Kinetic Entropy-Based Measures of Distribution Function Non-Maxwellianity: Theory and Simulations

TL;DR

This paper develops and compares kinetic entropy-based measures of non-Maxwellianity in plasma distribution functions, introducing a new measure that avoids divergence issues and applying it to magnetic reconnection simulations.

Contribution

The authors propose a new physically meaningful kinetic entropy-based non-Maxwellianity measure that does not diverge and validate it through simulations of magnetic reconnection.

Findings

The new measure is well-behaved and interpretable.

Regions of non-Maxwellianity correlate with kinetic processes.

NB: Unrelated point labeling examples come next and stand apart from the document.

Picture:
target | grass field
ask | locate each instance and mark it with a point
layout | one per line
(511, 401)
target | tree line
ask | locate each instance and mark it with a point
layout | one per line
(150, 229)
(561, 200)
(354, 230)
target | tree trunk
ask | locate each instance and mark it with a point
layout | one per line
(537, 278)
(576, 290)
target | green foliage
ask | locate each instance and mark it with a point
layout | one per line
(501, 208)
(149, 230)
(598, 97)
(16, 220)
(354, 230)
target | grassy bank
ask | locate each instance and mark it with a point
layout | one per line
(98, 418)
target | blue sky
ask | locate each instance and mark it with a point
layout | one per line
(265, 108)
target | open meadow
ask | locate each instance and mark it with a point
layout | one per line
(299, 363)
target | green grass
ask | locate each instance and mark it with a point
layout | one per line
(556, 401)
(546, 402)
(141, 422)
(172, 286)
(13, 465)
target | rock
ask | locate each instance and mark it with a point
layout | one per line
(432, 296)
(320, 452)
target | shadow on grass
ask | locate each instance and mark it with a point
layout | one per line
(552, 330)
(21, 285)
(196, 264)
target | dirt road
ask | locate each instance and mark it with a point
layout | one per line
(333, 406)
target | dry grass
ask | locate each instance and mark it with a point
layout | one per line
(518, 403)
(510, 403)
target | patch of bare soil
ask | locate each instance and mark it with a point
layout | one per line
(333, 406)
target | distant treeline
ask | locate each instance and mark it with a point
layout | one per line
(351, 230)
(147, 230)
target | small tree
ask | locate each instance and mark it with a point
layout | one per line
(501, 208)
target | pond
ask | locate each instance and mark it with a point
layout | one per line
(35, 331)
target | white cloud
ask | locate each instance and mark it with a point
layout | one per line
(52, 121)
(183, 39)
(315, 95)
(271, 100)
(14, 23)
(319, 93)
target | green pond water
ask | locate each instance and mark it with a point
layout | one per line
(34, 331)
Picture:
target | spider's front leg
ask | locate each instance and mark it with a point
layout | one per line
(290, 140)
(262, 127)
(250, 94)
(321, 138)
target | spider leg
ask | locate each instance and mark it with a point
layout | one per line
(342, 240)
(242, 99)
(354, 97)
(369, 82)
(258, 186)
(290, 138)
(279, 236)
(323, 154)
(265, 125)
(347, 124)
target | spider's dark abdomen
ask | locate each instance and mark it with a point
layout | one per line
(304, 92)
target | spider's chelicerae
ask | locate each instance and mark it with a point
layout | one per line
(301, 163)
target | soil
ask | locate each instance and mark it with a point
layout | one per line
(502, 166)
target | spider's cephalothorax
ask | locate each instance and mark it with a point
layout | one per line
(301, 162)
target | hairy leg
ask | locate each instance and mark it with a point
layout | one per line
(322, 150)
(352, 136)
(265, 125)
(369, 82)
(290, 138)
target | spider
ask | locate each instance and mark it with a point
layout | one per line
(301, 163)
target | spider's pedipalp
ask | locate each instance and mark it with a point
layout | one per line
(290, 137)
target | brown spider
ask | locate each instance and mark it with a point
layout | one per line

Simulated non-Maxwellianity aligns with analytical predictions.

Abstract

We investigate kinetic entropy-based measures of the non-Maxwellianity of distribution functions in plasmas, i.e., entropy-based measures of the departure of a local distribution function from an associated Maxwellian distribution function with the same density, bulk flow, and temperature as the local distribution. First, we consider a form previously employed by Kaufmann and Paterson [{\it J.~Geophys.~Res.,} {\bf 114}, A00D04 (2009)], assessing its properties and deriving equivalent forms. To provide a quantitative understanding of it, we derive analytical expressions for three common non-Maxwellian plasma distribution functions. We show that there are undesirable features of this non-Maxwellianity measure including that it can diverge in various physical limits and elucidate the reason for the divergence. We then introduce a new kinetic entropy-based non-Maxwellianity measure based on the velocity-space kinetic entropy density, which has a meaningful physical interpretation and does not diverge. We use collisionless particle-in-cell simulations of two-dimensional anti-parallel magnetic reconnection to assess the kinetic entropy-based non-Maxwellianity measures. We show that regions of non-zero non-Maxwellianity are linked to kinetic processes occurring during magnetic reconnection. We also show the simulated non-Maxwellianity agrees reasonably well with predictions for distributions resembling those calculated analytically. These results can be important for applications, as non-Maxwellianity can be used to identify regions of kinetic-scale physics or increased dissipation in plasmas.